私の町 吉備津

藤井高尚って知っている??今、彼の著書[歌のしるべ]を紹介しております。

足守から岡山石関町の若林宅へ

2011-04-17 15:41:40 | Weblog

 二月八日、殿に目通りしてから、足守を立っていますが、餞別でしょうか、金五百疋と八丈嶋一反を頂いています。五百疋と言えばどのくらいの金額か分かりませんが、大体、今の金額にすると五万円程度でしょうか、10万円はなかったと思います。その金額は多いのか少ないのかは分かりませんが、一応、餞別を頂いています。その他にも黄八丈でしょうか反物一反もつけて。当時の餞別としてはそれくらいが相場だったのでしょう。
 それから、足守にいたた時お世話になった人たちとの別れもあったのでしょうか、最初は、もう少し早く出発と思っていたよううですが、ついつい時間が立って、その日の八つ時に、宿の主人と例の鹿肉をいやいやながらにも料理した吉備津神社の氏子である料理人二人して、足守の街外れまで見送ります。そこから二里ほど先に有る「宮内から山陽道に出て岡山石関町の若林宅に着く」とありますが。本当は、宮内ではなく板倉の宿だと思われます。当時、宮内村と板倉村が、現在の吉備津ですが、山陽道が通っているのは宮内ではなく、板倉です。念のために。

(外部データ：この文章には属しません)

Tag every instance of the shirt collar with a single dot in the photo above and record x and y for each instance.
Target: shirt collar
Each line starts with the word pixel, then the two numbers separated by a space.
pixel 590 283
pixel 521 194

 だから、その日は行きとは違って、多分、もう一度、帰りにも立ち寄ってみたかったように此の日記からは読み取れるのですが、足守での出発迄の時間が以外とかかり、ついに、宮内には立ち寄ることができなくて、板倉から、そのまま、また二里先に有る岡山の石関町まで行きます。
その岡山では、若林親子の「能く能くお帰り」と、言う言葉と共に、鄭重な出迎えを受けています。その歓迎ぶりに江漢はいたく感激したのでしょうか「何方へ行きても尊敬されるもふしぎな事かな」と、ご丁寧にも書き留めています。

 二月九日 雨とあります。何処へも出歩かずに、若林宅で絵でも描いたのでしょうか。「蝋画」をビイドロに認める」と書いてありますから、多分、ガラスに油絵の具で描いたのでしょうか、その油絵を見て大層、宿の倅喜左衛門が驚くやら感心するやで「吾を信じること如神」とあります。

 十日も、この岡山で方々に人達と逢っています。そしてこの日の日記にも「何方へ行きても吾名を不知者鮮し」と記してあります。即ち、司馬江漢という名を知らないものは至って少ないと自画自賛しているのです。そこら辺りも、又、江漢の江漢らしい所以でしょうか?????